После медового месяца она настояла на том, что бы передать мне полномочия президента. И хотя у нас был разговор об этом и раньше, ещё перед свадьбой, она все же напомнила мне о своём решении, как только мы вернулись в Москву. Нет, не то что бы я сильно отнекивался, мне и самому не терпелось встать у руля. Хотелось, что бы я вновь стал её президентом. Что бы я вел её, сам. Разговор состоялся у меня, когда утолив возбуждение от минувшей ссоры, мы долго лежали в постели, я перебирал её волосы, она гладила мои губы. При чем поссорились по какому-то пустяку, даже не помню из-за чего, наверное, мне просто нужен был повод что бы сорвать её посередине рабочего дня и притащить к себе в логово. Что я, собственно, и сделал. И до самого вечера упивался её ласковыми, осторожными прикосновениями, скользил пальцами по нежной коже на шее, груди и бёдрах, а потом, мы, вдруг, начали какой-то разговор, абсолютно даже не о работе, и через некоторое время она, как будто только вспомнив, выдала мне такое заявление. Я опешил, заволновался, хотя и зря, как оказалось:
-Кать, да почему?! - недоумевал я.
-Просто это... ну, не правильно....
-Не пори чушь, что не правильно?!... - сорвался, но, увидев её несчастные, виноватые глазки, смягчился, - Катюш, ну ты что...

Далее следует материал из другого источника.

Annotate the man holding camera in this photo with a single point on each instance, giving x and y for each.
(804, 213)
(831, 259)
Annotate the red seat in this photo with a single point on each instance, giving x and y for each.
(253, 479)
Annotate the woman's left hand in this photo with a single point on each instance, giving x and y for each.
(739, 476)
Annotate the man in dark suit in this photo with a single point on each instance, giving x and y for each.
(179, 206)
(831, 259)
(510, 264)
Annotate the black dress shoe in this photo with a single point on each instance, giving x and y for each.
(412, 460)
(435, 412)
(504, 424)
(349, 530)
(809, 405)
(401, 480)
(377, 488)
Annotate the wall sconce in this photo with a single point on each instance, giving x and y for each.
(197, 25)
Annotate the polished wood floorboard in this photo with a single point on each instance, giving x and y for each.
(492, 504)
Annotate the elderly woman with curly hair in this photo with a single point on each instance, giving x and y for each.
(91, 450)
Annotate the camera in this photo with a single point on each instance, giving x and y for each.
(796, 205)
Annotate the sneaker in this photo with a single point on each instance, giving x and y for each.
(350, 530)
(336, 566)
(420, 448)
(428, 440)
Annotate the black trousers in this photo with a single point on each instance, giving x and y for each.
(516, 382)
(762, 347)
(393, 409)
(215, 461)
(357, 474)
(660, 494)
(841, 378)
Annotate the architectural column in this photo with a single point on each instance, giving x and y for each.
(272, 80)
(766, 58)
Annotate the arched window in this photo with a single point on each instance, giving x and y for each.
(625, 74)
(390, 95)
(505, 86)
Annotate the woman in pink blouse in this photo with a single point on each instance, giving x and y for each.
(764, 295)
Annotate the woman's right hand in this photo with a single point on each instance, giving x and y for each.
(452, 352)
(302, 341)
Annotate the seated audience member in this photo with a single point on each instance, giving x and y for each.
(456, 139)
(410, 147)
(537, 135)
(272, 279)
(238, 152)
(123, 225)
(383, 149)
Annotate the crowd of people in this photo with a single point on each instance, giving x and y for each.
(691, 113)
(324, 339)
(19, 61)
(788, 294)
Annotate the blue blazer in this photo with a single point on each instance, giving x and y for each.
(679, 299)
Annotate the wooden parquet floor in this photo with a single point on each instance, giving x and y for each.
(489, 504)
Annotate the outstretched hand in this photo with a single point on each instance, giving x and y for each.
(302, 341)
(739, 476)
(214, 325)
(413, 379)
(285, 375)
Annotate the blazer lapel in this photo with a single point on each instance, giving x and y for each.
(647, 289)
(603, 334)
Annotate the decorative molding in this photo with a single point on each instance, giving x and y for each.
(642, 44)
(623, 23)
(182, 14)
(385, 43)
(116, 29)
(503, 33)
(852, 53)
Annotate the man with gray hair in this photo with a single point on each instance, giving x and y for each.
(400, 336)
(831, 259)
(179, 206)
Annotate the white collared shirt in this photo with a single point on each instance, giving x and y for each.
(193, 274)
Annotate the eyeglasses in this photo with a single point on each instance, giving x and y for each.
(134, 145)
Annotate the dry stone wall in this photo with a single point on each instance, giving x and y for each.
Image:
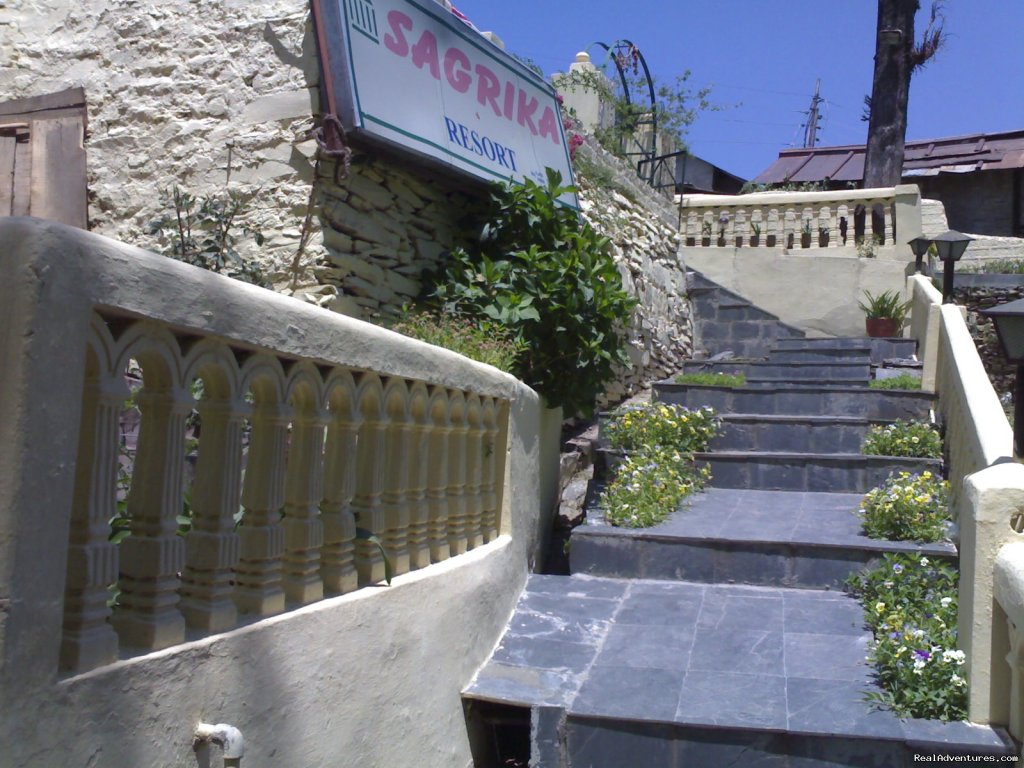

-Просто понимаешь... - она, завёрнутая в тонкую белую простыню, сидела напротив и пряча глаза в складках постельного белья, перебирала мои пальцы. Даже губу закусила., - Зималетто уже вышло из кризиса и во мне уже нет такого... такой потребности...
-Причем тут это, Боже мой? Тебе же отец сам сказал, что...
-Да помню я, что сказал Пал Олегыч! - она немного повысила голос, - Пойми меня, Андрюш, все эти показы, интервью, презентации... фото сессии там... я во всём этом как-то теряюсь... и потом, — Катя заметно нервничала, и, уже отпустив мою руку, нервно комкала в руках край простыни, теперь уже смотря на меня достаточно уверенно, - я никогда об этом не мечтала. И тот показ, первый, он мне дался очень трудно. Помнишь, как я запаниковала, когда надо было речь говорить, а ты...
Я помнил. Как прикоснулся горячими руками к её плечам, уверяя, что все эти люди там, в зале, «ждут не меня, а Вас.». Что это всё её заслуга. И ещё я вспомнил, с какой неохотой оторвался от позабытой уже моими руками её нежной кожи, и о бесстыжих своих мыслях, что бы увезти её... На губы легла лёгкая улыбка. Она заметила и смутилась. Боже, она всё ещё помнит, как это делается! И «упала» лбом на моё плечо. Видимо, тоже вспомнила что-то... хм... Но всё-таки договорила дальше:
-Я тогда еле-еле языком ворочала. И нервничала постоянно, - я обнял её за плечи и, привалившись спиной к подушке, увлёк к себе поближе, на грудь, - я не люблю быть в центре внимания, ты же знаешь... и... ну, я... там твоё место, понимаешь? А я, сколько бы не сделала для компании, сколько бы не спасала её и как бы сильно не любила, она детище твоей семьи. Вот...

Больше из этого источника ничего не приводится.